Sono stati decenni di grandissimi cambiamenti e sviluppo, in Italia, gli ultimi trascorsi; un momento storico ricco di conquiste di tipo sociale, che hanno sicuramente garantito maggiore equità e fondamentali diritti sociali a un gran numero di categorie di cittadini che vivevano, prima, in condizioni svantaggiose o disagiate. Fra tante conquiste, tuttavia, ve n’è una che ha sicuramente seguito un tragitto più tortuoso, a volte a singhiozzo, e che potremmo in effetti reputare non ancora definito, nonostante coinvolga un numero rilevante di persone e di famiglie: ci riferiamo al riconoscimento dei diritti dei disabili, una questione ben più vasta del semplice (per quanto assolutamente doveroso e necessario) abbattimento delle barriere architettoniche, e che non è purtroppo possibile risolvere con l’installazione di un moderno montascale.

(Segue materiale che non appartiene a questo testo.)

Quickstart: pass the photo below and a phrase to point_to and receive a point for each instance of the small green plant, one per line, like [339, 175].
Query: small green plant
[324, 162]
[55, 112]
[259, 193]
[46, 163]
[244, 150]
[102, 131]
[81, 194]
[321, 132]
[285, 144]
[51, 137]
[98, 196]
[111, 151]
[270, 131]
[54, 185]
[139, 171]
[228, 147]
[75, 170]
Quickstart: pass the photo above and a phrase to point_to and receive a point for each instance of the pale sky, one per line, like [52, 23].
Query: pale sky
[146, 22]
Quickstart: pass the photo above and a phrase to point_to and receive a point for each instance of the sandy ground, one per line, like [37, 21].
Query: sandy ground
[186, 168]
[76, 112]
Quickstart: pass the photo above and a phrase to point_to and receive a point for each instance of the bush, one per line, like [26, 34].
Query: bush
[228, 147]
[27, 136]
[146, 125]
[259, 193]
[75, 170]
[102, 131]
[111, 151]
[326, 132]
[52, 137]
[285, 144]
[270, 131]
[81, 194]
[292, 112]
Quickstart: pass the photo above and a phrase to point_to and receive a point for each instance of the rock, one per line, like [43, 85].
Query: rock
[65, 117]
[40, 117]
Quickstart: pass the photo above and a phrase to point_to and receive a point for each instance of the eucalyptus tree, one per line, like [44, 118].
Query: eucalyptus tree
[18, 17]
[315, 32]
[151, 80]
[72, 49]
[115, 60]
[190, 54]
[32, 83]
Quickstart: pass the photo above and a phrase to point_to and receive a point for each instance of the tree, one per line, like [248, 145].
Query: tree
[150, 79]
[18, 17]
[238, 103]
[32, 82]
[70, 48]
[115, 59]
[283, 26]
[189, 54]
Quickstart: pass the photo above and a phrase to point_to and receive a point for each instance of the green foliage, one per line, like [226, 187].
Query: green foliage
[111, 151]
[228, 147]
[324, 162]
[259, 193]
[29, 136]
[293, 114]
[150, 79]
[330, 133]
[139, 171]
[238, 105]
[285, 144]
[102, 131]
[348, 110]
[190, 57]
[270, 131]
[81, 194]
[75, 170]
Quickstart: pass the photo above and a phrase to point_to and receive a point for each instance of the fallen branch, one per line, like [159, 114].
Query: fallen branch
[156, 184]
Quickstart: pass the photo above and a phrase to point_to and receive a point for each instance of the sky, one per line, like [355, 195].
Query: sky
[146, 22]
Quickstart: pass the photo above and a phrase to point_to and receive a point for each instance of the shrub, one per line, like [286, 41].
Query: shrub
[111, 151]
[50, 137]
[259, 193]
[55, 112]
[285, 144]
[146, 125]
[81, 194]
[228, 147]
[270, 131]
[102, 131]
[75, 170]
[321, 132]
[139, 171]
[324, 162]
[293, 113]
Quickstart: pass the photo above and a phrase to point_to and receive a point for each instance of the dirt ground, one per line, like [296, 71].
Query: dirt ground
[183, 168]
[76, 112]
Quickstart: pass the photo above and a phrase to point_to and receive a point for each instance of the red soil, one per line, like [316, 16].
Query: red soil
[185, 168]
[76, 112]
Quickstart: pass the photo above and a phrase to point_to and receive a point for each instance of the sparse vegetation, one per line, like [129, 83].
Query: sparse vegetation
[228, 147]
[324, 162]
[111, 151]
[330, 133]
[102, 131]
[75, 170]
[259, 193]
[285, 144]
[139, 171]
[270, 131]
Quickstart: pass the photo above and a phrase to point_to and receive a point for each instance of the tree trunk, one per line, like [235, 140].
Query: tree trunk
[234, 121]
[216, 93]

È difatti di ben altra natura e grandezza, ben più ampia e profonda, la questione che stiamo affrontando. Già nella nostra legge essenziale, la nostra Carta Costituzionale, viene espresso in maniera assolutamente chiara e inoppugnabile il capitale concetto che al cittadino, per il puro fatto di essere tale, competano non solo dei precisi e imprescindibili doveri, ma anche parimenti essenziali e irrinunciabili diritti, fra i quali potremmo citare semplicemente la salute, il lavoro, la socialità e l’istruzione. E evidentemente non viene fatta menzione -sarebbe impensabile- del fatto che la situazione di disabilità possa in qualche modo interrompere o annullare alcuno di tali diritti, e meno che mai la condizione stessa di cittadino. Nondimeno di fatto il disabile viene privato di tali diritti, e questa fu una fondamentale presa di coscienza degli anni Sessanta.
A partire da allora, un lavoro colossale, non unicamente per dimensione ma anche e soprattutto per portata, fu svolto, ed è giusto riconoscerlo, da una miriade di associazioni volontarie, sia composte e costruite da disabili che dai membri delle loro famiglie. Da loro venne infatti la spinta coraggiosa e continua verso un rinnovamento, quel mutamento essenziale a migliorare la situazione. E si trattò, come fu subito evidente, di un rinnovamento da portare avanti su due livelli ben distinti: da un lato quello istituzionale, essenziale per vedere tradotte in leggi e regolamenti precisi le giuste istanze dei disabili, e dall’altro, di certo non meno rilevante, quello culturale, quotidiano, nel modo di approcciarsi all’handicap e conviverci, brevemente, di viverlo. E specialmente in questo l’azione di tanti insegnanti, sindacalisti, volontari, fu straordinaria per intensità e per risultati.
L’abbiamo menzionato in apertura, come il percorso del riconoscimento di pieni diritti ai disabili sia in realtà ancora del tutto aperto, e come è facile intuire, questo rende abbastanza futile ogni sforzo di dargli date precise; tuttavia, a ben vedere, una tappa importante con una data esatta si può riconoscere, ed è collocabile al 30 marzo del 1971. Quel giorno, infatti, venne approvata in via definitiva una legge importantissima avente come argomento l’invalidità, la legge 118, che si dimostrò la base essenziale per tutto il susseguente sviluppo della cultura della disabilità, in quanto fu capace di regolamentare un essenziale concetto, che a noi può parere ormai cosa acquisita ma fu innovativo: quello per cui la riabilitazione del disabile non sia un processo che si limita all’aspetto medico, ma in realtà abbia senso e integrità solo se gli sforzi del terapista e del disabile per recuperare al meglio le funzioni compromesse si coronano in una integrazione nella società a tutti i livelli.